Es ging mir vor allem um die jüngsten Veröffentlichungen diplomatischer Berichte.

Geht es um Korruption, für die es sachliche Beweise gibt, ist eine Veröffentlichung nicht besonders hilfreich, denn bis dann die Polizei da ist, sind meistens die Beweise weg. Aber gut, bei handfesten Informationen über Skandale oder Straftaten, wenn es zur Aufklärung dessen beiträgt, was im Irak oder Afghanistan wirklich passiert (sofern die öffentliche Darstellung abweicht), dann sind solche Veröffentlichungen sicher zu begrüßen.

Aber die Bewertungen von Personen über andere Personen haben im Internet nichts zu suchen, wenn die Betroffenen das nicht wünschen.

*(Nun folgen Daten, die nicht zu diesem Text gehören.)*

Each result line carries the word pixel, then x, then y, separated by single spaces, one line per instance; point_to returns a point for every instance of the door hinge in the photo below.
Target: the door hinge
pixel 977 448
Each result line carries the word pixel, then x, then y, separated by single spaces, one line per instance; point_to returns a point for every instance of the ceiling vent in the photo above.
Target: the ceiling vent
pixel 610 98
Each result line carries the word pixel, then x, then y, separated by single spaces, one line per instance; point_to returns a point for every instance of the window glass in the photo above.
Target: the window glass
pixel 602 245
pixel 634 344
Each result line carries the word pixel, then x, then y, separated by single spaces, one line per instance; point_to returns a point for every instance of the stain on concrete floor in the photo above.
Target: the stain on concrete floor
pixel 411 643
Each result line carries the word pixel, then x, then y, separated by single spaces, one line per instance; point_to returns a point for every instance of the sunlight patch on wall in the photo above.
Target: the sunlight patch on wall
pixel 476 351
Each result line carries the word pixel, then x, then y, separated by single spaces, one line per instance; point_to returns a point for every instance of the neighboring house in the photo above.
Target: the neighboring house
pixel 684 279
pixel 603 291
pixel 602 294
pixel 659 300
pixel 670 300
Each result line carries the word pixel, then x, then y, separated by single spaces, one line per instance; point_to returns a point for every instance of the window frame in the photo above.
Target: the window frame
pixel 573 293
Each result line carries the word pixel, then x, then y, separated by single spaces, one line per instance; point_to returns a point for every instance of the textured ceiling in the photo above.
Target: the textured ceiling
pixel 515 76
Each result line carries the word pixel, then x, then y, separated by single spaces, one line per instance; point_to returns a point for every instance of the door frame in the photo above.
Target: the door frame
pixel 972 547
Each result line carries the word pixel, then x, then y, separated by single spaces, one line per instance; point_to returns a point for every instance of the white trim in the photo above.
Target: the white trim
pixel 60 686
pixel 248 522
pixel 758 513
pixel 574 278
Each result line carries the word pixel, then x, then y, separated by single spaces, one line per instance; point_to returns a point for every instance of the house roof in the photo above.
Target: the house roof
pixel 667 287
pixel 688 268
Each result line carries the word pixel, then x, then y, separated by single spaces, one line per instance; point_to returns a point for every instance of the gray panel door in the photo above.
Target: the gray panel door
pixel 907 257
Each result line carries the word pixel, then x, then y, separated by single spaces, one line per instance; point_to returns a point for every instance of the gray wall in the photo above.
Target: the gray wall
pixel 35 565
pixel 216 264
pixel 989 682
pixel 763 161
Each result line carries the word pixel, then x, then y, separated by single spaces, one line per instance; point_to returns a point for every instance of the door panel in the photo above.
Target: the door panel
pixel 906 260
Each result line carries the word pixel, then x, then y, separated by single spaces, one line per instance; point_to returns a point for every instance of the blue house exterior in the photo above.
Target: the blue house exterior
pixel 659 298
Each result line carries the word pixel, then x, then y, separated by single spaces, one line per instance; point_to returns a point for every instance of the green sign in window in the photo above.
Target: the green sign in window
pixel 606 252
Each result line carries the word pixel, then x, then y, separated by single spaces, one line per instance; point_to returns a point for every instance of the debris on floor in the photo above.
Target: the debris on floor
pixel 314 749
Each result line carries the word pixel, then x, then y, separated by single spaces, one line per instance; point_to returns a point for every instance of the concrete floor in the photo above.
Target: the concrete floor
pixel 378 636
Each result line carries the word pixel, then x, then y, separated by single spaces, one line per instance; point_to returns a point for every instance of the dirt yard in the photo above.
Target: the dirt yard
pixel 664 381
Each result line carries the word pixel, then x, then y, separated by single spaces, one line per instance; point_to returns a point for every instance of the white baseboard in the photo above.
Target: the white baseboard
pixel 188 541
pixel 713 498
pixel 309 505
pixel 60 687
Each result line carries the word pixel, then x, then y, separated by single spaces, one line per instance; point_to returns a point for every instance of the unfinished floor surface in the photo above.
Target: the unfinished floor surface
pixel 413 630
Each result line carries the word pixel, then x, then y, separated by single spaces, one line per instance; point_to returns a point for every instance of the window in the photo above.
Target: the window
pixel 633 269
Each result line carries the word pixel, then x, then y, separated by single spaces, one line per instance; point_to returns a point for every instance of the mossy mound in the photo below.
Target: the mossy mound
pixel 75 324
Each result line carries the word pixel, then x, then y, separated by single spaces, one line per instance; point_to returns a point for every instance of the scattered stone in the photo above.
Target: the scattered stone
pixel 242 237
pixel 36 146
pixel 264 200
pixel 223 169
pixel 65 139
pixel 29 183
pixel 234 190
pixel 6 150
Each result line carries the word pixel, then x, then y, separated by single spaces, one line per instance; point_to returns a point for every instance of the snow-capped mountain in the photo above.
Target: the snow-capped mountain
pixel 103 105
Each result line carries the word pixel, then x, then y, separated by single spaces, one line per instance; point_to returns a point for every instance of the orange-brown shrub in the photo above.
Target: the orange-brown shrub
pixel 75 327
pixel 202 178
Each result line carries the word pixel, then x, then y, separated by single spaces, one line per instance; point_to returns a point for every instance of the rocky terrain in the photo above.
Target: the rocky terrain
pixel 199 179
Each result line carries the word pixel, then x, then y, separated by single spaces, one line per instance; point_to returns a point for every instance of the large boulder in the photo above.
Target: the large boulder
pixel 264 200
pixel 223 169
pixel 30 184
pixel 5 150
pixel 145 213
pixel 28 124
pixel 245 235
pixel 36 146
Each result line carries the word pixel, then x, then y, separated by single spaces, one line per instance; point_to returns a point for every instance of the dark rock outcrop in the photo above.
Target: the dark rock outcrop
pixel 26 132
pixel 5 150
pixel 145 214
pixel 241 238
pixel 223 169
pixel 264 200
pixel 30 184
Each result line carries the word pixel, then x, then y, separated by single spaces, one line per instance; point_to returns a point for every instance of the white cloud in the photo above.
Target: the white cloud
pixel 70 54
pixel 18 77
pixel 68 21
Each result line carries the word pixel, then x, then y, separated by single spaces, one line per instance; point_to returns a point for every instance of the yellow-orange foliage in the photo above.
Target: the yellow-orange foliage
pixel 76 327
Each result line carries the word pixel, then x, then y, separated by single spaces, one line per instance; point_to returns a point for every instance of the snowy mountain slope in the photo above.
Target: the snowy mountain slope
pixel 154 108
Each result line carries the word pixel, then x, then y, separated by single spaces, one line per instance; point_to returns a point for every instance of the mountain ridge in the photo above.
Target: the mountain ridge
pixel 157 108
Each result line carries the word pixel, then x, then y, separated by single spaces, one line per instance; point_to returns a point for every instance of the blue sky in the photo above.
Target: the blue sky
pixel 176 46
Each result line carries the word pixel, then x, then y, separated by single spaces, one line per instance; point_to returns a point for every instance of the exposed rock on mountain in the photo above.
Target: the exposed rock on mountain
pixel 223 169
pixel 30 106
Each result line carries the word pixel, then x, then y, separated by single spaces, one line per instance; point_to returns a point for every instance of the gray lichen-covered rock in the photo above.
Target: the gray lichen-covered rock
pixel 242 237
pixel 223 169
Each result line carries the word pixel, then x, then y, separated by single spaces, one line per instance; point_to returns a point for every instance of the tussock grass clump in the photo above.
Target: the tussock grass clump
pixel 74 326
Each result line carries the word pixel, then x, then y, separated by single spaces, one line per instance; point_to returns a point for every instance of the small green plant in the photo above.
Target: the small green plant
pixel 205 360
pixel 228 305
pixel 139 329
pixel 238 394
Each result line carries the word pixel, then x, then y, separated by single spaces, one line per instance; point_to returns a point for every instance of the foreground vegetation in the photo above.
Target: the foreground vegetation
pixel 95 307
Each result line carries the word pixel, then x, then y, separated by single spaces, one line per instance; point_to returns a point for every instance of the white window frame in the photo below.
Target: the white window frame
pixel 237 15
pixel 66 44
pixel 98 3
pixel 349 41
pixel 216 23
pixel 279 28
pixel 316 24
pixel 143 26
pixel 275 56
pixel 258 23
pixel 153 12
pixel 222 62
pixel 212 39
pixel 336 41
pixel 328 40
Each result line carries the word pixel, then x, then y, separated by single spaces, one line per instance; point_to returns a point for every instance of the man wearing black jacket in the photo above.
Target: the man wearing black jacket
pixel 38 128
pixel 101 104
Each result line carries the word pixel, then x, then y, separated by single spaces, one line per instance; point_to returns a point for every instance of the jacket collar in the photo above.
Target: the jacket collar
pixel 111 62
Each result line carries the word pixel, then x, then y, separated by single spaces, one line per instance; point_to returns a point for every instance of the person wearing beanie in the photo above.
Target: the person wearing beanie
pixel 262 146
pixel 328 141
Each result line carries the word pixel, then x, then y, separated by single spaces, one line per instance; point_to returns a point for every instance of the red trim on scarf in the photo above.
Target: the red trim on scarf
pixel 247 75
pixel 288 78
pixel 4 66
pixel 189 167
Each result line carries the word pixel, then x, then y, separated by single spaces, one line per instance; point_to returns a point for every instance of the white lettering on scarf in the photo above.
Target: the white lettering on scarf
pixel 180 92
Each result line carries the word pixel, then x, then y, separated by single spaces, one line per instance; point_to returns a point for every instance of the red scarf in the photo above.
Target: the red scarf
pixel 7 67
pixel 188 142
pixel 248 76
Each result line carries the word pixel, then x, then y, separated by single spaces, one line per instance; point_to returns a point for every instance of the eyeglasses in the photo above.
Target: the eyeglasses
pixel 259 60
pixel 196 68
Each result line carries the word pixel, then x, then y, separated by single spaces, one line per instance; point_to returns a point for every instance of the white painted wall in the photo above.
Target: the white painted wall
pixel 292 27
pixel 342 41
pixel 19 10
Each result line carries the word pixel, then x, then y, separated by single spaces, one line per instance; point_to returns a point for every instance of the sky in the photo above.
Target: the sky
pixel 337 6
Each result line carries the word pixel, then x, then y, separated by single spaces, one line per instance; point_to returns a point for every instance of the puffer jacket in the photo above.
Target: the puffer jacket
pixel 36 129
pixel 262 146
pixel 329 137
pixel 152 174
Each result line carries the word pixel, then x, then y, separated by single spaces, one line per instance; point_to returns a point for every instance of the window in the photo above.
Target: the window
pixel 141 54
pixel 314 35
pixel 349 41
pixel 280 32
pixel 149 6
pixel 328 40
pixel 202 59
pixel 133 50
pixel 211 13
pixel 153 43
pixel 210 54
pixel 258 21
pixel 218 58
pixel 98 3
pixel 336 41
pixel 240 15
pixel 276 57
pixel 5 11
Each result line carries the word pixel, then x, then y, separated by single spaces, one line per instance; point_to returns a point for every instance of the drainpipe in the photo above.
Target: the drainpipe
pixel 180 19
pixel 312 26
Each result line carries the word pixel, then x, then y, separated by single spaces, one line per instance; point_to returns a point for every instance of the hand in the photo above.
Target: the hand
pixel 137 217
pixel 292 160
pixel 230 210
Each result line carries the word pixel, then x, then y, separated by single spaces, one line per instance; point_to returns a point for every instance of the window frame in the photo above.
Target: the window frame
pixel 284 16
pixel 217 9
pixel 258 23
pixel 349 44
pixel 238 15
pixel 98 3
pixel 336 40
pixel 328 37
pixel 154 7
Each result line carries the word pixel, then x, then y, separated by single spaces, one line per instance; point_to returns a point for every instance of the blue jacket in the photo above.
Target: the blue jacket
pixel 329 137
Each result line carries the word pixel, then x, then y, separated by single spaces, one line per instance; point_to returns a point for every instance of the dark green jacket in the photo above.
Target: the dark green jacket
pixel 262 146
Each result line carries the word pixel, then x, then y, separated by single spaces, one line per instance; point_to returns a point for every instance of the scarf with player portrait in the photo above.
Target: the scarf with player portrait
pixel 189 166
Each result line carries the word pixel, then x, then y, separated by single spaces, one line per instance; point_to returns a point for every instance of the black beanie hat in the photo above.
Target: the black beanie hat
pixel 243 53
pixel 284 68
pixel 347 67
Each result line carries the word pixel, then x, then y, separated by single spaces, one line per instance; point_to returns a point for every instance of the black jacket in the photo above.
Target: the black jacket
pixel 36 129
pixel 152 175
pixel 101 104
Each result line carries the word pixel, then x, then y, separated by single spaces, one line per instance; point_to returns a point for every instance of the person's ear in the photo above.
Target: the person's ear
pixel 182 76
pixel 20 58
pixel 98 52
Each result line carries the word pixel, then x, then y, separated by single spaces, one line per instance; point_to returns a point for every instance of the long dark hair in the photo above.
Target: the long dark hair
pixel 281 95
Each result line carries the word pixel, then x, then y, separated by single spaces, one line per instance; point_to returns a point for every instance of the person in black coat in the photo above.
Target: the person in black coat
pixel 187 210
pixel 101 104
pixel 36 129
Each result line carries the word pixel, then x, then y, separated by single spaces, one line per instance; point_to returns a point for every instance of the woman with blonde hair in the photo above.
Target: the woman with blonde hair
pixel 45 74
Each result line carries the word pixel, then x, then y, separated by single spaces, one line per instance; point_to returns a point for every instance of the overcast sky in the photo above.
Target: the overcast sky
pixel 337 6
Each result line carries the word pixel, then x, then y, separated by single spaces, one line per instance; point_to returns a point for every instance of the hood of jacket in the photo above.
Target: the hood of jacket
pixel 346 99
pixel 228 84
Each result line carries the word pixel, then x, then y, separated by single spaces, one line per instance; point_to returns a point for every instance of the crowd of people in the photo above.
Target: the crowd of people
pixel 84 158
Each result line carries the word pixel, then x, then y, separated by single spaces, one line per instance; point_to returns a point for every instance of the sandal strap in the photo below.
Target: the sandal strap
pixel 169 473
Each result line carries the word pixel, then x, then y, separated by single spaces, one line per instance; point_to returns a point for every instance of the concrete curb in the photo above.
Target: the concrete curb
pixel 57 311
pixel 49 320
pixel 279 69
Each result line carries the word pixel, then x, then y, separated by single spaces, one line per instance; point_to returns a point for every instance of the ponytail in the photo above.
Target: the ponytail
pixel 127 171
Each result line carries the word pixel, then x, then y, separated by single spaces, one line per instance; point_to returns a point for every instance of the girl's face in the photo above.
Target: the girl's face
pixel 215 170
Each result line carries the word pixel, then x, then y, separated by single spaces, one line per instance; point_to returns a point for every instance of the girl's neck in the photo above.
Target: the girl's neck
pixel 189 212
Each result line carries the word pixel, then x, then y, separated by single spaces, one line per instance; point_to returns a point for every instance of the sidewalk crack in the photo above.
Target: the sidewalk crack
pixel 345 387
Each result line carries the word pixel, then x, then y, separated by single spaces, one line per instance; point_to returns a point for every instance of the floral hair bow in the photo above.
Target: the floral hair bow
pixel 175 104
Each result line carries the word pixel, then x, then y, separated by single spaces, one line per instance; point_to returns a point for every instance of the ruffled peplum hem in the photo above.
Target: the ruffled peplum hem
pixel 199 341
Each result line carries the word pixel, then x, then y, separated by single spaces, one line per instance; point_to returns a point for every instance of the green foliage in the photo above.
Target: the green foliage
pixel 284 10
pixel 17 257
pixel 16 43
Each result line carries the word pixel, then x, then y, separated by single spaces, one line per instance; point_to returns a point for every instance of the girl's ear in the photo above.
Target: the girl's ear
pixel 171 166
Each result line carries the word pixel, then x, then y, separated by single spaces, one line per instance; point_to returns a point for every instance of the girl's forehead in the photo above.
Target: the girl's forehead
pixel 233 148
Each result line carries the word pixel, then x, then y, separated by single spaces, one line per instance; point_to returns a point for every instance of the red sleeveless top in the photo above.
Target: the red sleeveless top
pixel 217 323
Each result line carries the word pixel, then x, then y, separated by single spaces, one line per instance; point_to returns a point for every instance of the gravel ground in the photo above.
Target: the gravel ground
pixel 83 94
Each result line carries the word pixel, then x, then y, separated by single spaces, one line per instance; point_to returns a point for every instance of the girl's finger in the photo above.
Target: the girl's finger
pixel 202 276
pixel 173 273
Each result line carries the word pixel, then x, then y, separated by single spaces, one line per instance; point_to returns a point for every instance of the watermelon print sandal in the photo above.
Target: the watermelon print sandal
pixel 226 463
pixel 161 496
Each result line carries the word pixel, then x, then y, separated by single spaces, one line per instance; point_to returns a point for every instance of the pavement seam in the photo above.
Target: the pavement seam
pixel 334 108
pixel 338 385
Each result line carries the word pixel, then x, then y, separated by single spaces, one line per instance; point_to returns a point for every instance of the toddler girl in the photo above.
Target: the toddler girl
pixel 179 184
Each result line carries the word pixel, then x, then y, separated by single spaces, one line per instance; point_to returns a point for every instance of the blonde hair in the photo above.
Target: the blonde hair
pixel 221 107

Oder wärst Du begeistert davon, wenn ich Deinen realen Namen und Deine Freunde kennen würde, und unter Angabe aller entsprechenden Namen freimütig darüber im Internet berichten würde, was Du so alles an unschmeichelhaften Dingen über Freunde und Verwandte irgendwann mal gesagt hast?

Wenn DIR das nichts ausmachen würde, dann darfst Du solche Infos gerne einfordern - aber das dürfte mit Sicherheit nicht repräsentativ für die meisten Menschen stehen.